For now, we predict this year will continue to focus on enterprise markets while hardware development continues. The Harvard Business Review survey highlights 87% of enterprise respondents are currently exploring (67%), or piloting / deploying (20%) mixed reality.

Ahead of CES 2021 Lenovo has announced the ThinkReality A3 AR headset for enterprises. The significant majority of the AR wearable market has been focused on enterprise applications (Think Microsoft Hololens, Google Glass 2, Epson Moverio, and now Lenovo ThinkReality A3). With Lenovo’s new headset, the market is moving towards a slimmer, more compact form, but at the expense of the technology inside of the device.

lenovo thinkreality ar glasses

ThinkReality A3 is powered by Qualcomm Snapdragon XR1 featuring stereoscopic 1080p displays allowing users to view up to five virtual displays. An 8MP RGB camera producing 1080p video on the front of the glasses will be utilized for remote viewing use cases. The other dual cameras will function for room-scale tracking. The ThinkReality A3 will tether to a PC or select smartphones via USB-C cables.

The newest AR headset from Lenovo is significantly lighter and more compact than its predecessor, which is a good sign of movement towards consumer use cases. The issue facing most manufacturers is packing holograms and hand / eye tracking AR technology as seen in the Hololens 2 into a compact consumer device. Facebook has stated that they are the leading investors into augmented reality, yet their recently announced headset does not have any AR functionality, labeled instead as “smart glasses.”

The smart glasses trend hasn’t caught on yet due to the lack of technology advancements in the devices. There is no “wow” factor that provides utility for consumers that other enterprise AR wearable devices provide through virtual displays, holograms, and virtual gestures.

Mark Zuckerburg even spoke in an interview with Marques Brownlee about the pitfalls of Google Glass, comparing them to a “smart watch on your face.” He then goes on to describe his vision for true AR consumer applications, which will involve the holograms and eye/hand tracking technology that’s absent from this initial Facebook headset.

Though we see these capabilities in bulkier enterprise headsets, the technology has not progressed far enough at this point to fit into sleek mainstream compatible glasses.

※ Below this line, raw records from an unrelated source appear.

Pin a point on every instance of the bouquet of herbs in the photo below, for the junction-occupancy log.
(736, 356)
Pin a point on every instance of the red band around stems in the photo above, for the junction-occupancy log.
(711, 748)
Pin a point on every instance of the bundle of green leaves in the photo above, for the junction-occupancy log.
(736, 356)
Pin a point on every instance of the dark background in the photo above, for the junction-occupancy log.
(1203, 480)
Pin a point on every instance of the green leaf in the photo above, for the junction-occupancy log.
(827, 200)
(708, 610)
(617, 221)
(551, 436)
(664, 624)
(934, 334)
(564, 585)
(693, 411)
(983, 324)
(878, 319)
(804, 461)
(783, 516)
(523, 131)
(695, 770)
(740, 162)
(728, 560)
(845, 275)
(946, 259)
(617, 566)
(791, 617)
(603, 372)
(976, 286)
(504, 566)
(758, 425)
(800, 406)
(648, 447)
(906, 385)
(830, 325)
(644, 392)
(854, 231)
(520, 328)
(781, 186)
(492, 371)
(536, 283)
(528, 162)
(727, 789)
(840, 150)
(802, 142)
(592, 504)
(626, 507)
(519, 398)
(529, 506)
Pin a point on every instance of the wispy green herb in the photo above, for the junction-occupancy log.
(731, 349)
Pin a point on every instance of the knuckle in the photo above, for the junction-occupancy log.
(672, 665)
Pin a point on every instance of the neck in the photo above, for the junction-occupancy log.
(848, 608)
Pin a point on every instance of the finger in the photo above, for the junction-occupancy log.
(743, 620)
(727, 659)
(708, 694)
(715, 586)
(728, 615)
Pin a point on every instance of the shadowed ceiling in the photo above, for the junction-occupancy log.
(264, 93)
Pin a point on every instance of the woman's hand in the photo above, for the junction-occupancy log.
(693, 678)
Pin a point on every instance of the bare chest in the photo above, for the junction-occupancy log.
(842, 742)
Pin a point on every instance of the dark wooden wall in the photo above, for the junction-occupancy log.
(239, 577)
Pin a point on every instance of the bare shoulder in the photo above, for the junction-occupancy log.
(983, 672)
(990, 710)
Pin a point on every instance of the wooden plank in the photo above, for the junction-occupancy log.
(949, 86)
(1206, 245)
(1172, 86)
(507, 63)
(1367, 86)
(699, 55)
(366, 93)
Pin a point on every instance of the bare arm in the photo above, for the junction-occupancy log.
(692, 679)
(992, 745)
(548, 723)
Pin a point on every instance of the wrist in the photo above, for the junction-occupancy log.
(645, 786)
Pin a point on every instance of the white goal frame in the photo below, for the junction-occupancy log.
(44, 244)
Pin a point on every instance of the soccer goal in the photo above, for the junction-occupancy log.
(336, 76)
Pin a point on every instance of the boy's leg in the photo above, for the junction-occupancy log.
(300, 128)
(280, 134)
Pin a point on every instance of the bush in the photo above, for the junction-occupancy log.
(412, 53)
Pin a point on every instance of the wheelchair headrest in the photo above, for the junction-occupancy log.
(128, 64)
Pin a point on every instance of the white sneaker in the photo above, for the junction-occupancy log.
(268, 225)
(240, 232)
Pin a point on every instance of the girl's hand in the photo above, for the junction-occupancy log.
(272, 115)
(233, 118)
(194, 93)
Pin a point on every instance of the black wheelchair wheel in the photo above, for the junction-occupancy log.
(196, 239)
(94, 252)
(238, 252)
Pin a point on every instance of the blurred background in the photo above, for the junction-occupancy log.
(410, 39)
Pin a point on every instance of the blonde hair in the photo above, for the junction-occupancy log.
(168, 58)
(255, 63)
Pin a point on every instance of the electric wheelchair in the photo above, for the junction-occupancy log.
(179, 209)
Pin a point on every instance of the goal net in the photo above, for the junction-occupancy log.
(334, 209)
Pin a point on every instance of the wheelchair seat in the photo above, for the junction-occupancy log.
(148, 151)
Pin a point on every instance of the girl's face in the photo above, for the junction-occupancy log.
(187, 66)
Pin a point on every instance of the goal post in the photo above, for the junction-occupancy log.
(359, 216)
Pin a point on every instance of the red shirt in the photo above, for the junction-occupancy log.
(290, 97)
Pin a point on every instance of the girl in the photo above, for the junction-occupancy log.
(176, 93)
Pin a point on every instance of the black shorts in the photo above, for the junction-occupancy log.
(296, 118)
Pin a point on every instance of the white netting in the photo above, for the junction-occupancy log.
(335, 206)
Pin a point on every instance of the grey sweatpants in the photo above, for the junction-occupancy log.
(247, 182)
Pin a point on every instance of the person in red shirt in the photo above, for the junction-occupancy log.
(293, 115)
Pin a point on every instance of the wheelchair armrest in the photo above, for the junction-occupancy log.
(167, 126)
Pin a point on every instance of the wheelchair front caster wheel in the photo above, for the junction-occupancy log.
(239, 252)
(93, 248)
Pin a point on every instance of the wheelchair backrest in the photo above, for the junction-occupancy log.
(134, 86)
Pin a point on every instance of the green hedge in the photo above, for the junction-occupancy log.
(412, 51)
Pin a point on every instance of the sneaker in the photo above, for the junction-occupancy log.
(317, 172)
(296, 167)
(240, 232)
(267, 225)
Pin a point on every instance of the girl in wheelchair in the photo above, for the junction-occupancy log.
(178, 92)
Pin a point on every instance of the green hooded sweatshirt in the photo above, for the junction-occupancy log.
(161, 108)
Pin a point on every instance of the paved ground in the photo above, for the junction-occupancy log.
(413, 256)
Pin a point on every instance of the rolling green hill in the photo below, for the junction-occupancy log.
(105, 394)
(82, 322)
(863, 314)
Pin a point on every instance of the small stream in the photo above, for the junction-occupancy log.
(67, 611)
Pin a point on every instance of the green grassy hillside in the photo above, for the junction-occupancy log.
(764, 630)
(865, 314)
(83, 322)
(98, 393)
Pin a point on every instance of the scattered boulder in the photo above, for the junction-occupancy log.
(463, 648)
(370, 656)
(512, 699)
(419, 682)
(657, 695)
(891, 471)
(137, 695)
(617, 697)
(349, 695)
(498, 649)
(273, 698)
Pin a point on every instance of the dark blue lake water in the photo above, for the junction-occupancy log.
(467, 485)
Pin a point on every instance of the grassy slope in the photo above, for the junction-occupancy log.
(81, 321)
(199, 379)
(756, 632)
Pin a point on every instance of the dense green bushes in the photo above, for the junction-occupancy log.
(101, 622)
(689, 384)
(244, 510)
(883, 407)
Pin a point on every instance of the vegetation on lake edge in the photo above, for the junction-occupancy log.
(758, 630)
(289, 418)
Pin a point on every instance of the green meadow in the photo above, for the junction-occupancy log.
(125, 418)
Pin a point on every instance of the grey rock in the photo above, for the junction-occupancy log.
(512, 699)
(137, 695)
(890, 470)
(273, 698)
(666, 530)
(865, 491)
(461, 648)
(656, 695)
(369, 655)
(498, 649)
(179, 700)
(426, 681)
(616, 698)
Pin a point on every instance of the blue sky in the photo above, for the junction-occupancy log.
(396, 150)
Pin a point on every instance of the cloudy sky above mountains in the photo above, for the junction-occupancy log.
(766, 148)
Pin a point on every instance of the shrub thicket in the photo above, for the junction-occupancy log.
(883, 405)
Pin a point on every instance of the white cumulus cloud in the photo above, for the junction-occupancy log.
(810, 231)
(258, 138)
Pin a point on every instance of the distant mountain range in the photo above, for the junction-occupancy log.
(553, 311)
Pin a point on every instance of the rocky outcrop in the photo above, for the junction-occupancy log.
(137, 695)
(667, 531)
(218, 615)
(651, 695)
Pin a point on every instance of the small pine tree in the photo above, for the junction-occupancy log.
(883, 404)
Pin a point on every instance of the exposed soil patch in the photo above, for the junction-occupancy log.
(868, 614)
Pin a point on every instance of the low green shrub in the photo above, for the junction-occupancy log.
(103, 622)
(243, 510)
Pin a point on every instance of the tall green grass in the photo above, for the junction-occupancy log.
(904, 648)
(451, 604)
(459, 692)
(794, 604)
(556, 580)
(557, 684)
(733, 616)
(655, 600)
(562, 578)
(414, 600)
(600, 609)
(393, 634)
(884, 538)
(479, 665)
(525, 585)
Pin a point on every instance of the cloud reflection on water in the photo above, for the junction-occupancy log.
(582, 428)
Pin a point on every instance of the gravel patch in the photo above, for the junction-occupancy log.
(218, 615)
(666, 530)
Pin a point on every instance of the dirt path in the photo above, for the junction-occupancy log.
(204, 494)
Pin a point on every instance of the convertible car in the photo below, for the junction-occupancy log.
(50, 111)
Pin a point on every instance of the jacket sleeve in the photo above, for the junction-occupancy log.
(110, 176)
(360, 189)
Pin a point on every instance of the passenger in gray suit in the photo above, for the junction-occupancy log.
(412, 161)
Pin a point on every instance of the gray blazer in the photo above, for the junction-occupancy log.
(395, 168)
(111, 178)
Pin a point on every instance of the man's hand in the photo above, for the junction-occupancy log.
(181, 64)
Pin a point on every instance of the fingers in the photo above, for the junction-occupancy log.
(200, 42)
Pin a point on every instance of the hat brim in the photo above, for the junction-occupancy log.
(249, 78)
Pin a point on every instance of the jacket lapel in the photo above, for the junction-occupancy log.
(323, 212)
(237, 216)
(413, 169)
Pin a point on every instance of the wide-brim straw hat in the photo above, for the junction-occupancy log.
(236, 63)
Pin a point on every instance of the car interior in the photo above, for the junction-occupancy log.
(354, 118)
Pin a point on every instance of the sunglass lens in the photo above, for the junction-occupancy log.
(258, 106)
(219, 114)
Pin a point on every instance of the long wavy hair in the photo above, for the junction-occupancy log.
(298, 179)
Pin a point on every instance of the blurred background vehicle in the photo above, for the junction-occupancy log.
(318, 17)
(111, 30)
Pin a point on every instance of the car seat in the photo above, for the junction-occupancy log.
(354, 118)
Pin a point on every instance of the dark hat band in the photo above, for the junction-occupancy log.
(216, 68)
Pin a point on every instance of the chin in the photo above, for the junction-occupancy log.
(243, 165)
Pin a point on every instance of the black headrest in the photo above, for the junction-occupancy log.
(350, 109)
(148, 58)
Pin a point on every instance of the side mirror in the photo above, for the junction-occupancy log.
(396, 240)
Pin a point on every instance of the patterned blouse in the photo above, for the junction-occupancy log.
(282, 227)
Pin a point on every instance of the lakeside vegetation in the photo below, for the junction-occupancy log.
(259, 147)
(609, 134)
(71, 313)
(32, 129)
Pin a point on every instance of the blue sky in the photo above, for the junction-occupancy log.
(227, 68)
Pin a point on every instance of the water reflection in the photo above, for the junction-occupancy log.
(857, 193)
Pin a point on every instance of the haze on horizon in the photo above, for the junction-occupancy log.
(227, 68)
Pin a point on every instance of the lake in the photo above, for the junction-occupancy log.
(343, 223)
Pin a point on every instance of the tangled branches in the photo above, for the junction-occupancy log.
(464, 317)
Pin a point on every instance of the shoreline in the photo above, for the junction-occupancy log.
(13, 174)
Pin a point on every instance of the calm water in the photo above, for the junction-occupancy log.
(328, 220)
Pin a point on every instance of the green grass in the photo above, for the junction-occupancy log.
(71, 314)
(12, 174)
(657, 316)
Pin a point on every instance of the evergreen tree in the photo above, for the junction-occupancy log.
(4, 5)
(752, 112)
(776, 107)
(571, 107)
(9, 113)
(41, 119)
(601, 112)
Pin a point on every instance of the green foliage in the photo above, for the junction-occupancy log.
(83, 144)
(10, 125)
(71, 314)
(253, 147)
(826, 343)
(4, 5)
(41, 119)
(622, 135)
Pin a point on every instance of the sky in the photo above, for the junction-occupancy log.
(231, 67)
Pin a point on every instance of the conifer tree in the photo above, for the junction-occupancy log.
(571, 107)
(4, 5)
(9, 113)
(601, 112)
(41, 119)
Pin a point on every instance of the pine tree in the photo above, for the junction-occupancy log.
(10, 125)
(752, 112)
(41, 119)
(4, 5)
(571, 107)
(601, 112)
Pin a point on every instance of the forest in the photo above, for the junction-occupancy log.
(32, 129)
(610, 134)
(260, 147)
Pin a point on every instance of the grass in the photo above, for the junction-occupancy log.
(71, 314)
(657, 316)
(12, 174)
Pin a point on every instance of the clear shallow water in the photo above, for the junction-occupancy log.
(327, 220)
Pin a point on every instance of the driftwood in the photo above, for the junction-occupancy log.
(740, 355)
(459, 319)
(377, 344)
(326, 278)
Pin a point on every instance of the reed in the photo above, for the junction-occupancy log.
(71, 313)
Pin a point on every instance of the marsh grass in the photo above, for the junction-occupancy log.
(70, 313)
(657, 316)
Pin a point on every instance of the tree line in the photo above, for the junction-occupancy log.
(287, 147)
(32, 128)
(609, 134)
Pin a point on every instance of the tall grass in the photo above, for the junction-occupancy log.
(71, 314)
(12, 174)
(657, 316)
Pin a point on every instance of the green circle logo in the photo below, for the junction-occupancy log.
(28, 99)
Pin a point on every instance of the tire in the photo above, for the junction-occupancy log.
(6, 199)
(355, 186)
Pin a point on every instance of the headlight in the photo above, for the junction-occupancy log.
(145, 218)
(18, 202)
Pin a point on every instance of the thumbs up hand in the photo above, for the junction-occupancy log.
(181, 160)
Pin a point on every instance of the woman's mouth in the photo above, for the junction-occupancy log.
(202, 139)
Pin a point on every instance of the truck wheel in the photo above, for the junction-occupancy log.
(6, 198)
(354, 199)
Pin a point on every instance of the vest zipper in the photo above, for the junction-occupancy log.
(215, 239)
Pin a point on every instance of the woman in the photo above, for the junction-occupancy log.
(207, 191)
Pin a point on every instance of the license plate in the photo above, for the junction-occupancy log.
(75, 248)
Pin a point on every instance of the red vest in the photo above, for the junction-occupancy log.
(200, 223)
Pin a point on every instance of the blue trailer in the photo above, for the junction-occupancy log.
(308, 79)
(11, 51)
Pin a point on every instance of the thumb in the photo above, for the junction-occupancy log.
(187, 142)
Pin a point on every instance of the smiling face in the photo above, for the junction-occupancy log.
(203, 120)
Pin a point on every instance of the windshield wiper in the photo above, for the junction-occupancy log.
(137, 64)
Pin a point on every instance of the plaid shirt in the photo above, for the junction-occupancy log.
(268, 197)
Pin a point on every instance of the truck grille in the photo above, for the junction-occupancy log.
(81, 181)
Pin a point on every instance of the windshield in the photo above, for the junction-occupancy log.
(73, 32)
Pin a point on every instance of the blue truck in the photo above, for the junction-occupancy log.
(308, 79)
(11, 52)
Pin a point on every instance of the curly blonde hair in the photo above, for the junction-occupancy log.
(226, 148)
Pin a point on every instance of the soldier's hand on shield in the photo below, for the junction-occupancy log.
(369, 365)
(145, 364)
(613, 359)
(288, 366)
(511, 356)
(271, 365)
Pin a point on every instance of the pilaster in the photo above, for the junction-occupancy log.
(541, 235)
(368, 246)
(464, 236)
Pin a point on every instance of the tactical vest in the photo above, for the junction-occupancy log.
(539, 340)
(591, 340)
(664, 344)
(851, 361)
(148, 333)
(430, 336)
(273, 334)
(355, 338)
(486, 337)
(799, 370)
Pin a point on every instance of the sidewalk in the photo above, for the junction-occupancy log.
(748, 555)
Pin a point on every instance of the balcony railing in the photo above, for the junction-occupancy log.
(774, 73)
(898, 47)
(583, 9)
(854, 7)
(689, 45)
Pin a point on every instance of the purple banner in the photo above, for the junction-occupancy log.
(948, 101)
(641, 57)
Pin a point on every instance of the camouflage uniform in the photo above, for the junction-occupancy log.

However, Apple has been long rumored to announce the launch of Apple Glass in 2021, which will hopefully include all these bells and whistles that differentiate “smart glasses” from AR glasses. In order to do this, it is speculated that Apple Glass will offload some of that processing power that makes enterprise facing headsets so bulky into the iPhone, which will then connect to the headset wirelessly. This is an exciting prospect for consumers, but for now, AR is busy solving problems and creating serious ROI in enterprise applications while the hardware catches up.